にじゅういちっ。


「秋田?!」


 その声に反応して、思わず顔を上げてしまったのが悪かったと思う。


藩宮はんみや……さん?」


 火花の取り巻。その一人、藩宮里梨花はんみやりりかと、目が合ってしまった。今、ここで目を逸らすのもおかしい。結局、藩宮さんと、見つめあった形で、膠着状態でになる。

 今日の藩宮さんは、とても個性的で、思わず見惚れてしまった。


 紫を基調としたサッカーのユニフォーム。地元住民なら誰でも知っている、プロサッカーチーム。Sunny flesh安芸。通称、サニフレだった。


 光のなかでも視認できないと言われる、紫の色がチームカラー。苦難があってもチームと、サポーターで優勝を掴み取る。チームカラーには、そんな想いがこめられている。(by公式ホームページ)

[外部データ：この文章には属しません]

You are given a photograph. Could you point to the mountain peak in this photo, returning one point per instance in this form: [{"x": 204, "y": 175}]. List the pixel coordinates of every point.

 チームカラー、ユニフォーム含めて、サポーター投票で決まったのは、記憶に新しい。


「な、何よ……?」

「いや、サニフレの応援行くんだなって思っただけ」


 顔にフェイスペイントを入れる徹底振り。そして、サッカースタジアムは、アストラルラインの終点駅だ。思案するまでもなく、藩宮さんが、情熱的なサニフレサポーターだって分かる。


「……あ、秋田は笑わないの?」


 意外そうな顔で見られた。え? 藩宮さんがそういう顔をする意味が、まるで分からなかった。


「――どういう意味?」


「ウチの周り、サッカーに興味がある子はいないから。その、一回この姿を見られた時、爆笑されて……だから、できるだけ、学校の子には見られないように、早めに出ていて。だから……また、笑われるって」

「笑う?」


 思わず首を傾げてしまう。どこに笑う要素があったんだろう。


「普通に格好良いよ。素敵だって思うけど?」

「は?」


 今度は、顔を真っ赤にする。別に怒らせたつもりはなかったんだけどなぁ、と頭を掻く。本当に、藩宮さんは、何を考えているのか、よく分からない。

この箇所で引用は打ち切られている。